Rather, Price closing above upper band and below lower bands are continuation signals, not reversals – Bollinger calls it Walking the bands.
Falling LB & rising UB is known as Reverse expansion. It indicates temporary exhaustion & possibility of reversal or consolidation in near-term.
Remember, bands behave this way when volatility is significantly higher. Selling options would b a possible strategy (high premiums).
W and M patterns:
W (Relative low) = In downtrend, previous low is below the lower band and second low is above the lower band.
Second low is relative low even if second low is lower than previous low.
M (Relative High) = In uptrend, previous high is above upper band and second high is below upper band.
Second high is relative high even if second high is higher than previous high.
There can be multiple highs above upper band in uptrend.
For walking the bands, reversal from bands, reverse expansion – a confirmation is required. It can be in the form of other indicators or volume analysis etc.
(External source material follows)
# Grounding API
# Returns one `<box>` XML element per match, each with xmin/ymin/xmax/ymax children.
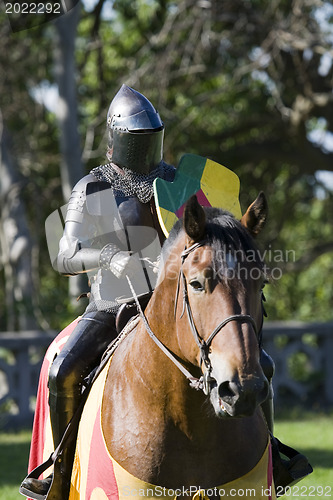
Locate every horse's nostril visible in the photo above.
<box><xmin>218</xmin><ymin>381</ymin><xmax>239</xmax><ymax>402</ymax></box>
My pref would be a price pattern confirmation. It helps in planning the trades, placing the stops and managing the trades
I also recommend Relative strength analysis along with walking the bands or Relative low, high analysis and Breadth analysis at reverse expansion or while applying mean-reversion techniques.
Remember, the Bollinger bands are calculated on closing price.
For more understanding of Bollinger bands and to know more about it - The book by master himself – ‘Bollinger on Bollinger bands’ is strongly recommended. It is amazingly a beautifully written book.
The concept of Headfake helped me while dealing with triangles in P&F charts. Multi-column triangles are pattern of tight consolidation – Headfake from it can result in failure of breakout after that. It helped me treating triangle failure as a separate pattern.
Point is, how understanding the concepts can help you in many ways. We can’t use all indicators bt we can learn the principles which will help us in the long run. Don’t fall in the trap of looking for best indicator, there is none. Logical understanding makes all of them useful.